Yanlış anlamadıysam "Üçüncü Said" dönemini "Yeni Said" döneminin içerisinde değerlendirmişsiniz. Zira Üçüncü Said dönemi ayrılırsa, Yeni Said döneminin neredeyse tamamında tek parti rejimi caridir, ve o tarihlerde zaten ya sürgünde veya hapiste bulunan Said Nursi'nin oy verdiğine dair bir malumatımız yok. Üçüncü Said döneminde ise Demokrat Parti'ye rey verdiği zaten biliniyor.
İlginçtir, Üçüncü Said dönemi sürekli Demokrat Parti ile ilişkilendirilerek tanımlanır. Fakat bu büyük ölçüde tarihî bir tevafuktur. Zira Said Nursi, Üçüncü Said dönemini zikrederken "Üçüncü bir Said ve bütün bütün târik-i dünya olarak zuhuruna bir işaret tahmin ediyorum. Demek Nurlar ve kahraman şakirdleri benim vazifelerimi yapacaklar, daha bana hiç ihtiyaç kalmamış." diyerek dünyadan bütün bütün elini eteğini çektiğini, telif vazifesinin de büyük ölçüde tamamlandığını söylüyor. Yani Üçüncü Said'i karakterize eden vasıf, oy kullanması değil, kendi ifadesiyle "târik-i dünya" oluşudur.
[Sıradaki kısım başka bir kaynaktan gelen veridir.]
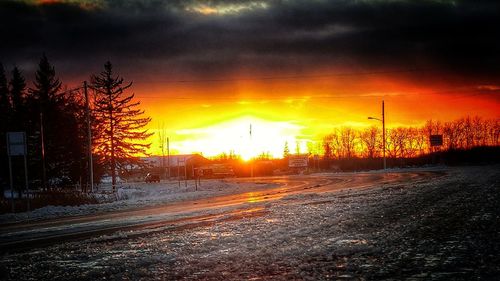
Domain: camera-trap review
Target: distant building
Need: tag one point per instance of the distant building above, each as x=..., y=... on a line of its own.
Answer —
x=180, y=165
Bu yanlış tanımlama ve konumlandırmanın, özellikle seçim zamanları yaşanan "partilere hülle biçme" olarak tarif ettiğiniz tartışmaları körüklediği ve yanlış yönlendirdiği kanaatindeyim.
Akif bey aslında yazıyı sonlandırdığımda ben de sizinle aynı kanaatteydim.Konu başlık ile doğrudan ilgili değil gibi duruyordu.Ana konunun bir parçasıydı.Lakin zihin haritamda ikinci yazıyı hazır ettiğimden böyle bir eksiklik olduğunu fark ettim.İkinci yazı da inşallah sıramız geldiğinde yayınlanmış olacak.Orada tarihsel serüven içerisindeki kırılma noktalarımıza biraz daha değinmeye gayret göstereceğiz. Şahıs ve grup ismi belirtmeden yapılan yanlışlıkların bizleri nasıl savurduğunu görmemize vesile olması için yazacağız.
Sizin “Üçüncü Said” tabiriniz ile benim “Yeni Said” tabirim aynı kavrama karşılık geliyor.Paylaşımınız da gerçekte çok faydalı ve isabetli oldu. Arzum o ki; ikinci yazı akabinde uhuvvet konulu bir yazı kaleme alabilmek. İnşallah rabbim nasip eder diye dua ediyorum. Çünkü dünyevi mevki ve makam uğruna ehl-i dünya derhal saf değiştirip bir araya gelebiliyorken, ehl-i ukba olan bizler dünyevi kavgalar uğruna birbirimizin imanından şüphe etmeye devam ediyoruz. Rabbim yardımcımız olsun.İstikametimizi muhafaza etsin.